An insurance contract is considered ambiguous where its terms are reasonably susceptible to more than one interpretation. See Andy Warhol, 189 F.3d at 215; State of New York v. Home Indem. Co., 495 N.Y.S.2d 969, 971 (1985). In contrast, "[c]ontract language is not ambiguous if it has `a definite and precise meaning, unattended by danger of misconception in the purport of the [contract] itself, and concerning which there is no reasonable basis for a difference of opinion.'" Hunt Ltd. v. Lifschultz Fast Freight, Inc., 889 F.2d 1274, 1277 (2d Cir. 1989) (quoting Breed v. Insurance Company of North America, 413 N.Y.S.2d 352, 355 (1978)). Moreover, "[l]anguage whose meaning is otherwise plain does not become ambiguous merely because the parties urge different interpretations in the litigation. The court is not required to find the language ambiguous where the interpretation urged by one party would `strain the contract language beyond its reasonable and ordinary meaning.'" Hunt, 889 F.2d at 1277 (quoting Bethlehem Steel Co. v.

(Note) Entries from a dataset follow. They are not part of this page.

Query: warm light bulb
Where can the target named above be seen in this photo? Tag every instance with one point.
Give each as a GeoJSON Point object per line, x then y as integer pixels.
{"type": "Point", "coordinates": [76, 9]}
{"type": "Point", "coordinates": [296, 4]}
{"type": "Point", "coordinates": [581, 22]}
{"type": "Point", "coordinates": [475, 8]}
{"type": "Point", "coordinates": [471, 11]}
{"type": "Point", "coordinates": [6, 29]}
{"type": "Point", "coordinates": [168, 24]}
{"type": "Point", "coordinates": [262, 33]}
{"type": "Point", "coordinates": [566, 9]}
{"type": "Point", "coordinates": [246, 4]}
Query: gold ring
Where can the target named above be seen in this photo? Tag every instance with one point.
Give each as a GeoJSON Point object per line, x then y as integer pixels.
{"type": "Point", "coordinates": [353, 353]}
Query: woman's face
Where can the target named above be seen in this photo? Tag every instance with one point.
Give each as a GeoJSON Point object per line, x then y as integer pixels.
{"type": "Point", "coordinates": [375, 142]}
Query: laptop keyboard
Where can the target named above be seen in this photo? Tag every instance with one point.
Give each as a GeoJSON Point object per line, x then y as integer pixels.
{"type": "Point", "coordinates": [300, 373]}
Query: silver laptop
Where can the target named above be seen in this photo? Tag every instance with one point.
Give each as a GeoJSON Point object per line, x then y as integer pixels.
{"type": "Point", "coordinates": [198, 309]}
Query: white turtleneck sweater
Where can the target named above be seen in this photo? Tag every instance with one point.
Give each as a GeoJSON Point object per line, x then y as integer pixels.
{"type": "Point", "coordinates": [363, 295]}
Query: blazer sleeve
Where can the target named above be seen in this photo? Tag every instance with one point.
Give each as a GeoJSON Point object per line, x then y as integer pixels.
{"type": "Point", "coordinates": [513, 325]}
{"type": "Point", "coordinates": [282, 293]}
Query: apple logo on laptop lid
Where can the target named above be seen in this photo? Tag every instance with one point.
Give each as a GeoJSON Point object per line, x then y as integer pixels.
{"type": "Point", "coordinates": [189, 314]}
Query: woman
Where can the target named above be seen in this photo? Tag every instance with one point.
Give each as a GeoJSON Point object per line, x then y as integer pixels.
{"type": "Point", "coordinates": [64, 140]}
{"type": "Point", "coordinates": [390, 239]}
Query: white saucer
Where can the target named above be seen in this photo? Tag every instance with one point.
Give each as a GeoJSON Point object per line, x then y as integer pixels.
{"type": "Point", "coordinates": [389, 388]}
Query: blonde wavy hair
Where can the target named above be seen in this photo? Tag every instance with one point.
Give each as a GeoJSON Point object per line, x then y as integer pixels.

Turner Constr. Co., 2 N.Y.2d 456, 459 (1957)).
If the language of a contract is ambiguous, extrinsic evidence of the parties' intent is admissible. Andy Warhol, 189 F.3d at 215; Seiden Assocs., Inc. v. ANC Holdings, Inc., 959 F.2d 425, 428 (2d Cir. 1992); Space Imaging Europe, Ltd. v. Space Imaging L.P., 38 F. Supp. 2d 326, 334 (S.D.N.Y. 1999). The primary objective in contract construction is "to give effect to the intent of the [contracting] parties as revealed by the language they chose to use." Bourne v. Walt Disney Co., 68 F.3d 621, 629 (2d Cir. 1995) (citation omitted). To determine intent, the court should look to the contract as a whole and the parties' conduct, as well as any evidence of surrounding facts and relevant circumstances, industry custom and practice, and course of dealing. Id. at 627-29; United States Naval Inst. v. Charter Communications, Inc., 875 F.2d 1044, 1048-49 (2d Cir. 1989) (citing New York cases); Space Imaging, 38 F. Supp. 2d at 334; Record Club of America, Inc. v. United Artists Records, Inc., No. 72 Civ. 5234 (WCC), 1991 WL 73838, at *8, 9 (S.D.N.Y. Apr. 29, 1991). Insurance policies are read "in light of `common speech' and the reasonable expectations of a businessperson."Belt Painting Corp. v. TIG Ins. Co., 100 N.Y.2d 377, 383 (2003) (quoting Ace Wire Cable Co. v. Aetna Cas. Sur. Co., 60 N.Y.2d 390, 398 (1983)).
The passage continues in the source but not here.